AbstractsWomens Studies

Diversity in fashion and women's roles from 1873 to 1912

by Sarah Louise Cosbey




Institution: Iowa State University
Department:
Year: 1997
Keywords: Textiles and clothing; Feminist, Gender, and Sexuality Studies; Social and Cultural Anthropology; Theory, Knowledge and Science; United States History; Women's History; Women's Studies
Record ID: 1686835
Full text PDF: http://lib.dr.iastate.edu/rtd/11971


http://lib.dr.iastate.edu/cgi/viewcontent.cgi?article=12970&context=rtd


Abstract

According to the ambivalence theory of fashion change, the increase of cultural ambivalence within a society is reflected by an increase in the heterogeneity of appearance-modifying commodities in the marketplace (Kaiser, Nagasawa, & Hutton, 1995).* The purpose of the present study was to see if evidence to support this theory could be found in a historical context where ambivalence about a cultural category occurred.

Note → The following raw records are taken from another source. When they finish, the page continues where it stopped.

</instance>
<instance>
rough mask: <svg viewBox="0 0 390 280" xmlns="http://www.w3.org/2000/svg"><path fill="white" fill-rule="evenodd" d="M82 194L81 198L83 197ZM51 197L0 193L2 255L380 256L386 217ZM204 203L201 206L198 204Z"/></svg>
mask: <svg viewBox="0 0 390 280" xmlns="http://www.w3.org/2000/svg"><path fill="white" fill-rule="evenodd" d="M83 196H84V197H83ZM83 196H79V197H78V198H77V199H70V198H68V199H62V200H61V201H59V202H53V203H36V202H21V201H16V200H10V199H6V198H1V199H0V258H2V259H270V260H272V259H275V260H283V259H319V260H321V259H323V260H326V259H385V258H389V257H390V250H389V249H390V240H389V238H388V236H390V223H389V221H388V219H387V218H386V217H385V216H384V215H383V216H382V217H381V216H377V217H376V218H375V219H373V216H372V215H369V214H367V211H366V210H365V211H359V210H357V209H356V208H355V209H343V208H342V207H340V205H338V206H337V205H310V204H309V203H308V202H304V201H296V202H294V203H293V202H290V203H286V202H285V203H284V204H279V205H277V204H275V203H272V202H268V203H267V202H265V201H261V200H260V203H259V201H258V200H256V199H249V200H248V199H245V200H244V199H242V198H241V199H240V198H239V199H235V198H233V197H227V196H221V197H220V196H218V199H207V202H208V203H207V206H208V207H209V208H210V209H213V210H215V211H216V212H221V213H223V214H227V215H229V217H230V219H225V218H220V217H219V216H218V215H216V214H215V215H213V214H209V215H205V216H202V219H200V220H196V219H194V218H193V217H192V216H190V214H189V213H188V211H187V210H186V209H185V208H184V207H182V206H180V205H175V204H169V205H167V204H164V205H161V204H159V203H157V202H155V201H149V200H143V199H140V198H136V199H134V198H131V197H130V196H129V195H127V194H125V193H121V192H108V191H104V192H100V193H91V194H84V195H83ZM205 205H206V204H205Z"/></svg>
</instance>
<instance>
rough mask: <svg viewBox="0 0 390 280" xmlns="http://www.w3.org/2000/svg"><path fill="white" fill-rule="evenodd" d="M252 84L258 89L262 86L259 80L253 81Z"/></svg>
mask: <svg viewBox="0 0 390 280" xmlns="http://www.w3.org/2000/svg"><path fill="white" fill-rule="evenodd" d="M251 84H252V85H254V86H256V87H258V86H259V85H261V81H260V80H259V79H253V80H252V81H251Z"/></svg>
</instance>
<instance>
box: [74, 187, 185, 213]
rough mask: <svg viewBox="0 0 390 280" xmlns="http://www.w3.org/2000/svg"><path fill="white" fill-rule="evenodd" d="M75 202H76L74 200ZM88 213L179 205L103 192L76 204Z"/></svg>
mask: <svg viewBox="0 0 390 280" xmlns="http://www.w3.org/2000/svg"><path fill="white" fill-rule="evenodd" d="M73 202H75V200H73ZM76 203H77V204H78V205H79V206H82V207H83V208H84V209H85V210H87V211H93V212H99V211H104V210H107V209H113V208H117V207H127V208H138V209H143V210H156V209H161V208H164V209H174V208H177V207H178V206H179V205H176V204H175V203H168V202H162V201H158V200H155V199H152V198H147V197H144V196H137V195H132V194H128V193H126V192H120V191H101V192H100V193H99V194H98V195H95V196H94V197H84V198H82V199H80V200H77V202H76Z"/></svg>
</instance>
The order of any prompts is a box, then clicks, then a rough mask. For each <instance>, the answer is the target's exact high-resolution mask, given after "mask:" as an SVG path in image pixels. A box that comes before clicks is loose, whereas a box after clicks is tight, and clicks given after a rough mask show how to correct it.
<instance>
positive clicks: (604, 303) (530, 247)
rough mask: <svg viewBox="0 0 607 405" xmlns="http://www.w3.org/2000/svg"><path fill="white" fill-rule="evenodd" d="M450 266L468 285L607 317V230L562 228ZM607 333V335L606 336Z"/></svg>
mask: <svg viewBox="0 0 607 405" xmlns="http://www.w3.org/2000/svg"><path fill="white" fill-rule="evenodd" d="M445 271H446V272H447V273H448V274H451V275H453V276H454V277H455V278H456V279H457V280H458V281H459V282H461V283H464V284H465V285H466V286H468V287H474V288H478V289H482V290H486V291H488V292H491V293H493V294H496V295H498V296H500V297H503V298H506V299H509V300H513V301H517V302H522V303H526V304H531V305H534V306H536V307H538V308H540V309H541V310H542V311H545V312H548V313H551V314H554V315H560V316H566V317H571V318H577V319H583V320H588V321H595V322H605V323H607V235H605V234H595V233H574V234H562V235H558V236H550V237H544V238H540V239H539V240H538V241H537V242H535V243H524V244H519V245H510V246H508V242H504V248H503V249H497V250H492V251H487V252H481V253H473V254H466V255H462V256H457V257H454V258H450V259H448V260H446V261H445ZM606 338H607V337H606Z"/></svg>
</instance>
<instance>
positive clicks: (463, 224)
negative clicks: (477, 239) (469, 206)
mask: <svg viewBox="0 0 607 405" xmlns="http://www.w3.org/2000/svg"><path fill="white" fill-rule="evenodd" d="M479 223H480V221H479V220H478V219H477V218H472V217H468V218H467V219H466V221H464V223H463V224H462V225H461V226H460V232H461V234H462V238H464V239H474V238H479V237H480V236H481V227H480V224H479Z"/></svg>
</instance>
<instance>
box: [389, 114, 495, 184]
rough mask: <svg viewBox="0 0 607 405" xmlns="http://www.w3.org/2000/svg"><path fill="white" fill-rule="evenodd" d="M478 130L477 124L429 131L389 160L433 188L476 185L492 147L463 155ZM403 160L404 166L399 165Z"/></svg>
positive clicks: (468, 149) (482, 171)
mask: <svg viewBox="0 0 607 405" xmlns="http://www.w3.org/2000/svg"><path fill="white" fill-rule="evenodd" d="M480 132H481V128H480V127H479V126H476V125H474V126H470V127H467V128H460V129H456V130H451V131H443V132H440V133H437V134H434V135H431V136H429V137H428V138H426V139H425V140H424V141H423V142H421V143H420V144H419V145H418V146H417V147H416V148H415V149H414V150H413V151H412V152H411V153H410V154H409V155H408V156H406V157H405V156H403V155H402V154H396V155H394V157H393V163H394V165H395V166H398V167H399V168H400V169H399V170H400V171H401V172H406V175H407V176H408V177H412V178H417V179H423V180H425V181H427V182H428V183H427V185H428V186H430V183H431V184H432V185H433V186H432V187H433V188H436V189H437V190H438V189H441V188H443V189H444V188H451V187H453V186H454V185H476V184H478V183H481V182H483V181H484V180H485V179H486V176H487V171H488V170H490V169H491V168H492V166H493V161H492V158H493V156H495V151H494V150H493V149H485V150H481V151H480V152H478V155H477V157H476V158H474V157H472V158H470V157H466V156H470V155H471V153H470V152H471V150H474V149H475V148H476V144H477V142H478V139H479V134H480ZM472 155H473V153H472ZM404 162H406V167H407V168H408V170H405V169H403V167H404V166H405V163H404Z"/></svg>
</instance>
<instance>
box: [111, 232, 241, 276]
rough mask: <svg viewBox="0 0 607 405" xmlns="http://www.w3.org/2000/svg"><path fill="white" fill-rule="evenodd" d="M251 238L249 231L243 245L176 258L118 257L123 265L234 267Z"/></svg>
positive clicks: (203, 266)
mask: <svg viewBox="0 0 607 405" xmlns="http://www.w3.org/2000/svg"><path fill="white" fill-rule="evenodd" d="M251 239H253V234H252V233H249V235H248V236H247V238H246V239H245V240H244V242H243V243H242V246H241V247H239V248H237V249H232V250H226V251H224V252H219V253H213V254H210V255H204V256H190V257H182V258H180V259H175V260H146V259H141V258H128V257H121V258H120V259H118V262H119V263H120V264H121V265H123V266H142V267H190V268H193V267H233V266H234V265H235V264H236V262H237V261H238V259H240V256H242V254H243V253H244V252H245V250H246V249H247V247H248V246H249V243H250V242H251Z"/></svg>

Specifically, white, middle- to upper middle-class American women's daytime fashion of the late 19th and early 20th centuries was studied for evidence of increasing diversity as women's social roles changed and became increasingly ambiguous;A sample of 252 illustrations of women's daytime fashions was systematically selected from every third year of the March, June, and October issues of Harper's Bazaar and the Delineator. A visual analysis instrument composed of various levels of measurement was designed to obtain a detailed description of each illustrated costume;The sample was coded by multiple individuals to establish interrater reliability of the instrument. Spearman rank correlation coefficient was used to test for trends in diversity in the time series data. Limited evidence was found to support the amivalence theory of fashion change. Findings underscored the need to consider a variety of factors which may shape and drive fashion change at any given place and time. ftn*Kaiser, S., Nagasawa, R., & Hutton, S. (1995). Construction of an SI theory of fashion: Part I. Ambivalence and change. Clothing and Textiles Research Journal, 13(3), 172-183.